I just noticed the version river function seems to be missing in L6. I never used it much in L5 but was curious to see if it has, in fact, been purposely removed?
It's still there. It's one of the options in the Passage Analysis tool:
It could disappear forever and i would never care or even notice.
Merry Christmas everyone!
Aah, there it is. Thanks Todd.
Morph River, Cluster Graph, and Version River are all, IMO, unintuitive and of questionable value.
The Rivers attempt to take discrete data and display it in an analog fashion - which is confusing. The only data on the graphics that have any significance at all is at the vertical line(s) that signify the verses. The meandering rivers between these lines are subjective and meaningless.

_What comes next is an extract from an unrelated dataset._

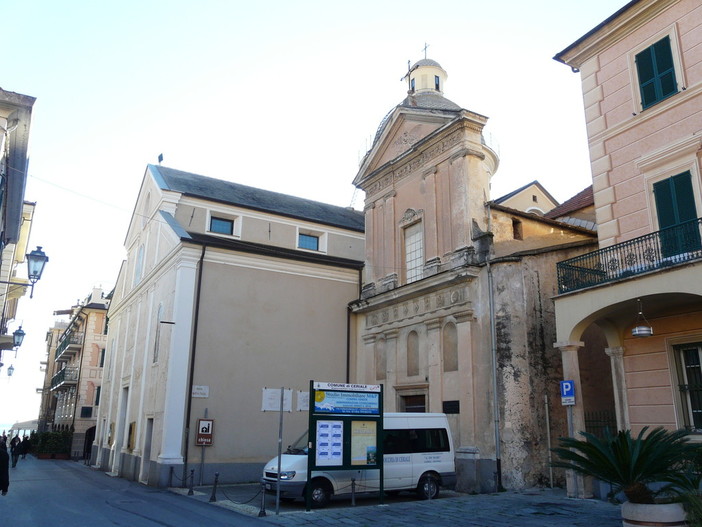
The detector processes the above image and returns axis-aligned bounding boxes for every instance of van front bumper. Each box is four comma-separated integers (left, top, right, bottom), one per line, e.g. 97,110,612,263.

The Cluster Graph is ... well ... cute but virtually pointless unless word count comparisons between various English versions are high on one's exegetical or homiletical to-do list.
I suppose they could have some value if one wanted to wow an audience with colorful charts and dancing orbs. Nevertheless, if I have misinterpreted these tools and someone is getting genuine value out of them, then, my apologies and I applaud you.

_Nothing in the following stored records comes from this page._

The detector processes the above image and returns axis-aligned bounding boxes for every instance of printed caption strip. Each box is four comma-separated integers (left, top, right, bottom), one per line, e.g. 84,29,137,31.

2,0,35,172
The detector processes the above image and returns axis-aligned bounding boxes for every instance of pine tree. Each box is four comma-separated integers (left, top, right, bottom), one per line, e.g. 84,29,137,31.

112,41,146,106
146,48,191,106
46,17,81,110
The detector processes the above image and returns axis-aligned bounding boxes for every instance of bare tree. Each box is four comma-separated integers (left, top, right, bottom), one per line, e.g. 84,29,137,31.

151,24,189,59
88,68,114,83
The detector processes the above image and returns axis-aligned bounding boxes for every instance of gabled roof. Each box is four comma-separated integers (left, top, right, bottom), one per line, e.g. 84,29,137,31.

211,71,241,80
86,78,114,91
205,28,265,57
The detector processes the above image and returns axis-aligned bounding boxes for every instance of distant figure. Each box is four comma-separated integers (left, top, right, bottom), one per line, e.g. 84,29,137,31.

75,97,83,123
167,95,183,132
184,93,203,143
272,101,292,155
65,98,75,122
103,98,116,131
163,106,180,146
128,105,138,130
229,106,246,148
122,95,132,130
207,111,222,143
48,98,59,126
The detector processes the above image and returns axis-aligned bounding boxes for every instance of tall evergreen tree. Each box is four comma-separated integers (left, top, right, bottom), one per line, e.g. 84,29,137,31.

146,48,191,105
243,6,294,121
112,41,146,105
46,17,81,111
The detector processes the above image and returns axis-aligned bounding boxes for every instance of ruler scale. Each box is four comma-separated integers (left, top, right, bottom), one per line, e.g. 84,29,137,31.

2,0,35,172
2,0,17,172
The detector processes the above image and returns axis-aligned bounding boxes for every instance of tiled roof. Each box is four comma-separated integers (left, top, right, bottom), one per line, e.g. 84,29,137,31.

Sorry if this sounds too snarky but I question their inclusion in Logos ... seems like unnecessary bloat.
I agree with JRS. These features were not done as a response to user requests/need, they were done as cool techie features because the developers thought it would be fun. This was in the days when what went into the software was mostly driven by techie geeks. They've gotten better about listening to what users actually want in recent years. And Bob Pritchett, who was pretty into the geeky whiz-bang type features, while he's still very involved, has less of a say these days on decisions about what features go in.
I'm sure they can tell from the automatically collected user feedback how many people are actually using these features, as opposed to just trying them out once to see what they are. I doubt that will make them decide to remove the features for a future version, as long as they are still functioning fine. If they were to become a maintenance nightmare under a new internal architecture, I'm guessing Faithlife might decide to ditch them if nobody is using them anyway.
Methinks some people need a wee bit of education in unstructured text data mining e.g. textual visualizations. I suspect that because of our different uses of Logos we all have features in the product that we never use - not because they are not useful but simply because they aren't the tools needed for our tasks. If Noet is to expand into manuscript/corpus processing for teaching purposes, I would expect this feature to be available more broadly. Restricting it to Bibles limits its usefulness.
attempt to take discrete data and display it in an analog fashion
Do you mean to say, "..attempt to take discrete data and display it in a continuous fashion..."? 'Analog' is neither an antonym, nor even complementary, of 'discrete'.
?
The Version River is so non-intuitive, I don't even know (for sure) its purpose. Discrete data is usually count data. Is something being counted? If so, I completely agree with what I think you meant to say; that is, displaying count data as continuous data is confusing at best. It's like taking the mean of a bunch of nominal data. You get a result, but it is pretty much worthless.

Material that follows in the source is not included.